The following are the steps that the metadata engine would normally follow:

  1. Read in the metadata from the repository.
  2. Read in the source document into a ‘RAW” table (unparsed, one column).
  3. Apply filters to remove unwanted source data.
  4. Parse the data into fields.
  5. Perform element validations to mark.
  6. Apply transformations as defined in the element maps.
  7. Store the data in the destination location.

Common change requests that I have observed which can be handled easily with this solution include:

  • An additional data element (i.e., field) is added to source application which needs to be loaded into the destination (additional data element and element map).
  • The length of one field is expanded.
  • A new value needs to be mapped (i.e., new portfolio code sent from the source system).

While the solution looks (an is) basic at the high level, here are a few insights that show the solution can tackle some tougher data feed challenges.

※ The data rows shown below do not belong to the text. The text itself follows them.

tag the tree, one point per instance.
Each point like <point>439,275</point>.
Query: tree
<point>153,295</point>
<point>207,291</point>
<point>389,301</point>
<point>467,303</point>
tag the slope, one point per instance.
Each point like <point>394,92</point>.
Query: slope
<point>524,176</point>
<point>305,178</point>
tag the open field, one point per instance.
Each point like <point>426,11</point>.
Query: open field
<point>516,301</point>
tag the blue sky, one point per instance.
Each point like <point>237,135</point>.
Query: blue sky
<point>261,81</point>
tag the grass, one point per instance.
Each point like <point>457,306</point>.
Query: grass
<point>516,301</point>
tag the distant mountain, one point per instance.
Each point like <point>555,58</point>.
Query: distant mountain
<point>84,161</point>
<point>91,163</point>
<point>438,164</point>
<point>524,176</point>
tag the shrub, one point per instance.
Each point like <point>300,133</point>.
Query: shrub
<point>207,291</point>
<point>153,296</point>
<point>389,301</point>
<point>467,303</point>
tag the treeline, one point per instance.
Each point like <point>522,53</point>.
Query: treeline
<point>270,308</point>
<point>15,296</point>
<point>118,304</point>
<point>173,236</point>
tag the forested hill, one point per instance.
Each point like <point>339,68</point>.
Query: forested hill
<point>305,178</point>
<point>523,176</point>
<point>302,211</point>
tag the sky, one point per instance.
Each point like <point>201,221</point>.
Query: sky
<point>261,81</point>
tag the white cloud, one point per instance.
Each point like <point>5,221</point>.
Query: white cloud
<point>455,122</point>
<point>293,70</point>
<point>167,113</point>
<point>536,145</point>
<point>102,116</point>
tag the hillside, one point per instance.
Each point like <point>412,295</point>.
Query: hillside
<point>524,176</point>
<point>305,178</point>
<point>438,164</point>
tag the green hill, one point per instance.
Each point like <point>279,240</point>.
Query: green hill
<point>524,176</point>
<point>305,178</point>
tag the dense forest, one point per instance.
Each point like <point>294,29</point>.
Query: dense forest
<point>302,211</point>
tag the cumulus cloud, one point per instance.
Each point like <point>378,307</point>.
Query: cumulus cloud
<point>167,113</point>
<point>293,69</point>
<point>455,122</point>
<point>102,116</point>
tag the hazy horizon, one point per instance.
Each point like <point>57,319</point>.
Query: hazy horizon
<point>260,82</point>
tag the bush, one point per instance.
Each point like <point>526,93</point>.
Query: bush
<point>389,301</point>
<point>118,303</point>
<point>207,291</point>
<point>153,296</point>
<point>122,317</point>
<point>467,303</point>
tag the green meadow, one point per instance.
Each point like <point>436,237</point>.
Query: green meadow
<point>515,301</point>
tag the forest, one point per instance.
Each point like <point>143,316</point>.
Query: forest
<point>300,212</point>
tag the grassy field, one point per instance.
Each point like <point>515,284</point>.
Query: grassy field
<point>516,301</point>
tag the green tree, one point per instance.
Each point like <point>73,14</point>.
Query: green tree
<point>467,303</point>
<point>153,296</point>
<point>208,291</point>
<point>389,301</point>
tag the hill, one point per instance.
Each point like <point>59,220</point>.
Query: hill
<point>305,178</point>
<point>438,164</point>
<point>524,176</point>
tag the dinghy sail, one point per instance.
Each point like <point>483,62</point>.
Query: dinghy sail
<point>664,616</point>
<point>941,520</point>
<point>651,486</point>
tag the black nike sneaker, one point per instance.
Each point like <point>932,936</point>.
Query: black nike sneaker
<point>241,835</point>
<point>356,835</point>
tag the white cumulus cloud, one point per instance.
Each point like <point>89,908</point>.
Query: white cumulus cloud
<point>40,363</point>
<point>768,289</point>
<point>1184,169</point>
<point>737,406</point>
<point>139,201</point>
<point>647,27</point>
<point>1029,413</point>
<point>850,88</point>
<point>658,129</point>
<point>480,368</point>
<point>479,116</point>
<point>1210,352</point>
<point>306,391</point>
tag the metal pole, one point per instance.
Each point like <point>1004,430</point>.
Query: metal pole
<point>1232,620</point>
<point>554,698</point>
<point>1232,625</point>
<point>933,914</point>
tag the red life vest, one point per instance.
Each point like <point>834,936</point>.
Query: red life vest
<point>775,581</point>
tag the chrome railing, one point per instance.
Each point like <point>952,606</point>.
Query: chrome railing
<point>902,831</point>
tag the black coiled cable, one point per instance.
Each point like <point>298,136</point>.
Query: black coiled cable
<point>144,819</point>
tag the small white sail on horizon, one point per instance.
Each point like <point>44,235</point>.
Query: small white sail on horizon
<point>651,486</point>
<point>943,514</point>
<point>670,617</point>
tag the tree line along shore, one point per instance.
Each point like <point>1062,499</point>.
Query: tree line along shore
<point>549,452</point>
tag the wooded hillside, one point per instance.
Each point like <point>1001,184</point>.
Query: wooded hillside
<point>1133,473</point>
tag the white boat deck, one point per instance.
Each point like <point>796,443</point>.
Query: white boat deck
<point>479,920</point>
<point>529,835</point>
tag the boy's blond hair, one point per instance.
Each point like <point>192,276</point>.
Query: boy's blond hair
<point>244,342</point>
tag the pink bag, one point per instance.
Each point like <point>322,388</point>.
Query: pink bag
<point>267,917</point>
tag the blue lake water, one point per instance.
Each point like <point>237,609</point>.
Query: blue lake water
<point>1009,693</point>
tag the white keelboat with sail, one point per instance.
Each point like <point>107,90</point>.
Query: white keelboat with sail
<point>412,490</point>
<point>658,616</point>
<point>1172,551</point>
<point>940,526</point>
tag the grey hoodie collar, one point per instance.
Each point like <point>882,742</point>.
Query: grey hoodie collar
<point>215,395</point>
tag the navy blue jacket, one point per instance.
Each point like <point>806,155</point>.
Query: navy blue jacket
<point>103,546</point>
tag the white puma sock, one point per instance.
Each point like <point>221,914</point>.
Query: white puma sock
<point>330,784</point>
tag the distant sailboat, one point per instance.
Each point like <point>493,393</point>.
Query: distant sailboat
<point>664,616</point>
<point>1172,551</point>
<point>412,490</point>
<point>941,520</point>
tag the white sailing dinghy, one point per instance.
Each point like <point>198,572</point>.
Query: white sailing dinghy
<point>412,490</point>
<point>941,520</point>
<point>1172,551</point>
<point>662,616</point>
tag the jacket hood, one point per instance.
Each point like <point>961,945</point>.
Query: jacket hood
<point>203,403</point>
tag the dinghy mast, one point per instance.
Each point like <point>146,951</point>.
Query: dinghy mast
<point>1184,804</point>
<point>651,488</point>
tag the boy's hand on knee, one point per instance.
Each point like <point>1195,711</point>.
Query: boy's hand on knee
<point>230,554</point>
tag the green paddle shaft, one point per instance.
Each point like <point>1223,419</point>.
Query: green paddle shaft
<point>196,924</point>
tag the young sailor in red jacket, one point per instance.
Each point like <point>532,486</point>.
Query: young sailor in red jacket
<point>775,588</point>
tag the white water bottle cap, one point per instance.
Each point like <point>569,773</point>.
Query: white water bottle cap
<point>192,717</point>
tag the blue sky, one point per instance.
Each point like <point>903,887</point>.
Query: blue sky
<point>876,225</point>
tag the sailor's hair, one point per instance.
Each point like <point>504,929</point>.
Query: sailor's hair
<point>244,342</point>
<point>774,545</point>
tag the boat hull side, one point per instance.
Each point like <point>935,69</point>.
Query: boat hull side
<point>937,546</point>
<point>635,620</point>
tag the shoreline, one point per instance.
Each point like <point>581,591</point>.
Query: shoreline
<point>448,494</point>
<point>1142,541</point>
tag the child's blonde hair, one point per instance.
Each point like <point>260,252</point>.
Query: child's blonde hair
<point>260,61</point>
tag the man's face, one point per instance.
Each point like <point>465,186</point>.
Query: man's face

  • Transformations can be direct (no transformation), well-formed SQL fragments (using data element names) or “value map.”
  • The result of a previous transformation can be used in a subsequent transformation (chaining).
  • Complex transformations can be achieved by applying multiple smaller transformations in sequence (element maps are ordered).
  • Data elements that exist in the destination but not the source can be assigned a literal or calculate value.
  • For source documents containing multiple record layouts, define one interface per layout.
  • To depivot data (data exists as multiple columns, or fields, in the same row but each needs to be a separate row in the destination, create one interface per column to be depivoted).
  • Any component can be made active/inactive.

Error Handling

No data feed is complete without rejected records. These can be syntactic and semantic errors, as well as element validations defined in the interface. Where should they go? In a fully developed solution, you’d have an exception queue where the error records sit. You’d associate exception codes with each record and give the user the ability delete the record or to reprocess after adjusting one or more fields (fully audited of course). This is where the GUI makes a difference.

Deployment

Using the GUI is sufficient for small changes, but large, new interfaces built in a development environment need an automated deployment tool to promote test and production environments. This can be constructed via stored procedures and linked servers (hint: some of the metadata engine code can be reused for this). Such a deployment tool should use global unique identifiers that stay constant across environments, not identity type columns. 

Version Control

Version control is a little different on metadata than it is with software. While many software systems use a four segment number (major.minor.patch.hotfix), an interface might be better off with InterfaceChg.ElementMapChg.DataElementChg.ValueMapChg, which is roughly ordered according to importance. And one would be best advised to automatically increment the segments via triggers.

Necessary work goes along with solution like this: like file watchers, logging, user access control, configuration files (i.e., pointing to the right database) and archiving. Moving business logic out of commercial ETL tools and into the database makes the glue between systems more pliable, quicker and easier to adapt and maintain. But it doesn’t replace software completely - you still need a database management system, a metadata engine and a few supporting stored procedures. You’ll need a couple of good developers and data architects and most importantly, senior management backing to go in this direction. Once established, this framework will get you back in control your data feeds.